An article on the Beeb’s website entitled: Life: A medical condition has addressed the growing trend of psychoanalysts wanting to categorize all aspects of human behaviour as some form of abnormality.
New “disorders” (which in that annoyingly American style always seem to have a 3-letter acronym) are being “identified” on a daily basis by the psychobabble brigade, all of whom are keen to make their mark in the American Psychiatric Association ‘bible’ and then reap the material rewards from the book deals, lecture circuit tours, overpriced consulting and other pseudo-academic bollocks that invariably follows.
And of course, every new disorder has to have it’s own drug, because America has been conditioned to believe that all of life’s problems can be solved with a pill. The pharma multinationals are keen to oblige which probably explains why an estimated 10% of US children take Ritalin to combat behaviour problems.

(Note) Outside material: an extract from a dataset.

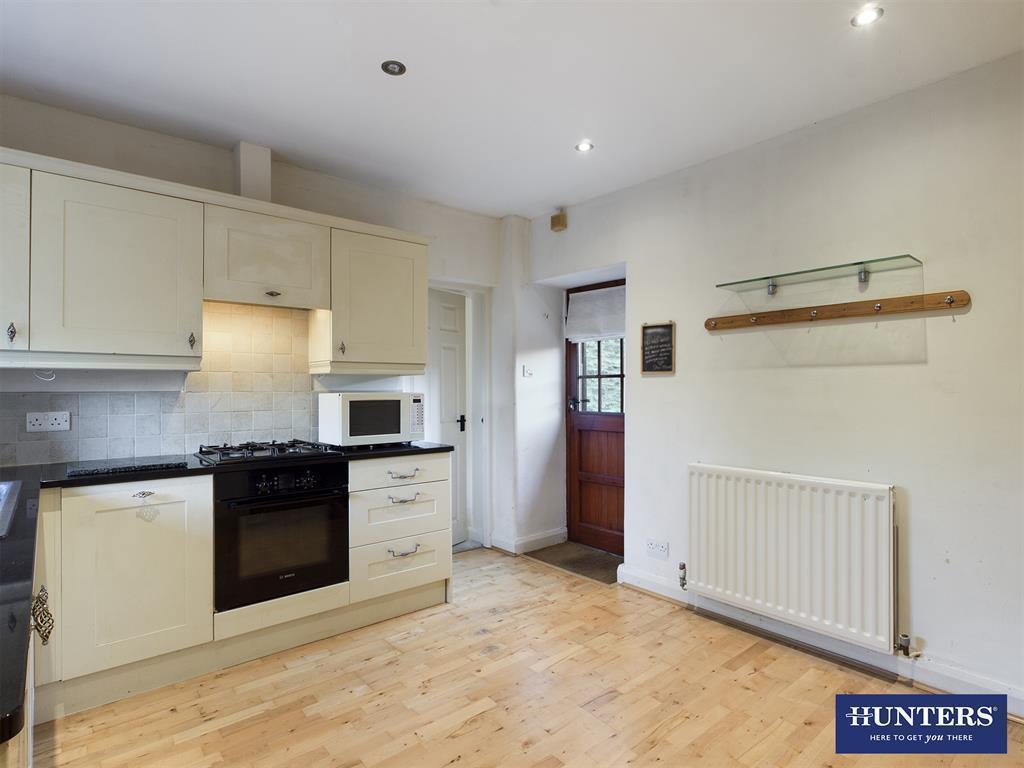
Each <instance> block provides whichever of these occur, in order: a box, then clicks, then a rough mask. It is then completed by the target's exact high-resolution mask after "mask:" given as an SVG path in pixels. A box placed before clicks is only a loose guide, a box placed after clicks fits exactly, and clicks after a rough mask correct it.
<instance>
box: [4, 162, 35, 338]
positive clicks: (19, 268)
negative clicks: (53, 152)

Here in jolly old Blighty, home of the stiff upper lip we are doing almost as badly: ten percent of British kids are now regarded as having a clinically recognisable mental disorder and 34 million prescriptions for anti-depressants were written in the UK alone in 2007.
If you listen carefully, you can hear the cash registers ringing…
But ironically, at the same time as drug companies who hold the patents for Ritalin, Prozac and other such medications are making a fortune, plans to make a polypill available to all men aged over 50 and women aged over 60 in order to drastically reduce instances of heart attacks and strokes have been met with almost total indifference by the pharma industry.
The polypill (rather badly dubbed the “magic bullet” by the press pundits) is a simple cocktail of:-
- 100mg Aspirin
- 20mg Simvastatin: statin to lower cholesterol
- 12.5 mg Hydrochlorothiazide: diuretic to remove excess water from tissues
- 5mg Ramipril: relaxes arterial muscles
- 50mg Atenolol: beta blocker to regulate the heartbeat
All the ingredients are freely available and therefore very cheap to produce (because the patents have all expired). There is a wealth of scientific evidence proving their benefits as individual components. As a single compound, the evidence from initial human trials is very positive, with positive benefits (including sharply reducing cholesterol and blood pressure levels). Researchers say the the pill has the potential to “halve cardiovascular events in average middle-aged individuals”.
And yet not one western drug company has expressed an interest in handling the manufacture and distribution of the polypill.
At least any lingering doubt about where the true loyalty of the drug industry lies is now resolved.

Was there EVER any doubts?
I was convinced after Michael Moore’s “SICKO”. Interesting movie, and covers the situation very well.